The Federal Trade Commission’s (FTC) complaint and proposed consent order with Robert Bosch GmbH (Bosch), issued on 26 November 2012,1 is the first enforcement action by a federal antitrust agency against a patent holder for seeking an injunction based on infringement of patents that have been declared essential to an industry standard (SEPs) requiring such patents to be licensed on fair, reasonable, and non-discriminatory (FRAND) terms. According to the FTC’s statement in In re Robert Bosch GmbH, the breach of FRAND licensing commitments to willing licensees may violate Section 5 of the FTC Act “when such a breach tends to undermine the standard-setting process and risks harming American consumers.” The consent decree builds on the FTC’s prior statements and case law in the standard setting area, and it signals the agency’s future enforcement intentions at this important intersection of patent rights and antitrust law.
This case involves the proposed acquisition of SPX Service Solutions (SPX) by Bosch. Both firms are engaged in the manufacture of certain motor vehicle repair equipment. Prior to the proposed acquisition, SPX sued various competitors for injunctive relief for the alleged infringement of at least one SEP held by SPX. In a letter of assurance to an industry standard setting organization, SPX had agreed to license its SEPs to applicants on FRAND terms. Nevertheless, SPX continued to prosecute its claims for injunctive relief despite its promises in the letter.
The FTC considered SPX’s suit for injunctive relief to be “a failure to license its standard-essential patents under the FRAND terms it agreed to while participating in the standard setting process.” The FTC claimed that SPX had engaged in “patent hold-up,” which occurs when a patent holder “reneges on a licensing obligation and seeks to exercise the market power that accrues to a patent by virtue of being incorporated in the standard.” Patent hold-up enables the SEP holder to “realize royalty payments that reflect the investments firms make to develop and implement the standard, rather than the economic value of the technology itself.” The FTC explained that “[ s ]eeking injunctions against willing licensees of FRAND-encumbered standard essential patents, as SPX is alleged to have done here, is a form of FRAND evasion and can reinstate the risk of patent hold-up that FRAND commitments are intended to ameliorate.” According to the FTC, seeking injunctions against willing licensees of SEPs is therefore an unfair method of competition actionable under Section 5.
The complaint against Bosch is the logical extension of recent public statements of the FTC and the Antitrust Division of the Department of Justice (DOJ). For example, one senior DOJ official recently expressed his belief that patent holders who commit to licensing SEPs on FRAND terms voluntarily give up the right to seek an injunction against a willing and able licensee.2 For its part, the FTC made two recent public statements advocating the same view. On 6 June 2012, the FTC issued a public interest statement in two matters before the ITC regarding the propriety of exclusion orders in favor of RAND-encumbered SEPs.
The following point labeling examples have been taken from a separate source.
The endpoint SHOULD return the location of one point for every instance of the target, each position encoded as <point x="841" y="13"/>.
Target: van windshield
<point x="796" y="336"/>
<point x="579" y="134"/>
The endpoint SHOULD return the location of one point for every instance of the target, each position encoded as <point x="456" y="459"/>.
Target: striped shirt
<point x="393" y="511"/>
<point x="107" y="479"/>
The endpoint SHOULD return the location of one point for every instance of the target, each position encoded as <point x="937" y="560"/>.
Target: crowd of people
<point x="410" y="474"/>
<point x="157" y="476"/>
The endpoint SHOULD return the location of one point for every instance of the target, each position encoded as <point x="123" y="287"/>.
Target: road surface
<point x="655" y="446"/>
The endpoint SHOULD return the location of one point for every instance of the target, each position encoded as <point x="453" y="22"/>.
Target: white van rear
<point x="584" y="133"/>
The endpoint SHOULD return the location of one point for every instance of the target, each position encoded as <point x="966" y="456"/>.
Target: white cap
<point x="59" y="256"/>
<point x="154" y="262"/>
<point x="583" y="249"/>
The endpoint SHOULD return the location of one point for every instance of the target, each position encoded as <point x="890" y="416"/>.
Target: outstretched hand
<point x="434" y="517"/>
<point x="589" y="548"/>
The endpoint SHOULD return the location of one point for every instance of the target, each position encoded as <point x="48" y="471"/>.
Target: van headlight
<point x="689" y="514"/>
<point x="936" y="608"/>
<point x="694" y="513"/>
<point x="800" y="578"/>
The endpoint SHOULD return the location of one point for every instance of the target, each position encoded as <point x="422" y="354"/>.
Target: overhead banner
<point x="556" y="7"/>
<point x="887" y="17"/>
Similarly, on 11 July 2012, the FTC submitted a prepared statement before the U.S. Senate Judiciary Committee concerning the competitive impact of injunctive relief to enforce SEPs. In each statement, the FTC argued that a RAND commitment is evidence of an intent to monetize a patent through broad licensing rather than exclusive use.
Now, with In re Bosch, the FTC has applied its Section 5 enforcement authority to formally adopt the view that a FRAND obligation, by its nature, is a commitment to license that prohibits injunctive relief. In a footnote that may foreshadow future enforcement actions by both antitrust agencies, the FTC Statement in the Bosch matter reserves the right to take a position on the use of Section 2 of the Sherman Act to stop similar conduct. The DOJ does not have the authority to enforce FTC Act Section 5, so Section 2 would be the statutory framework through which the DOJ may challenge patent holders who renege on licensing commitments.
In dissent, Commissioner Ohlhausen objected to the majority’s use of Section 5 in this case because the FTC did not identify any “meaningful limiting principles.” Ohlhausen stated that the Bosch consent decree “does nothing either to legitimize the creative, yet questionable application of Section 5 to these types of cases or to provide guidance to standard-setting participants or the business community at large as to what does and does not constitute a Section 5 violation.” In contrast, Ohlhausen would require something more than a simple finding that a firm sought injunctive relief on FRAND-encumbered SEPs. For example, she cited with approval the FTC’s decision in the Rambus case, which found that deception undermining the standard-setting process was a Section 5 violation.
The majority of the Commissioners, however, believed that the breach of a FRAND licensing obligation, without more, may undermine the standard-setting process and risk harm to consumers. In such a case, according to the majority, the FTC is not only justified in employing its Section 5 authority, but the public interest demands such action.
While the Bosch consent decree occurred in the context of a merger review, the FTC is likely to extend its application of Section 5 in this context to pure conduct investigations in the future. Companies that participate in standard setting organizations are now on notice that the FTC believes it is a violation of Section 5 to seek injunctive relief against “willing licensees” of FRAND-encumbered essential patents.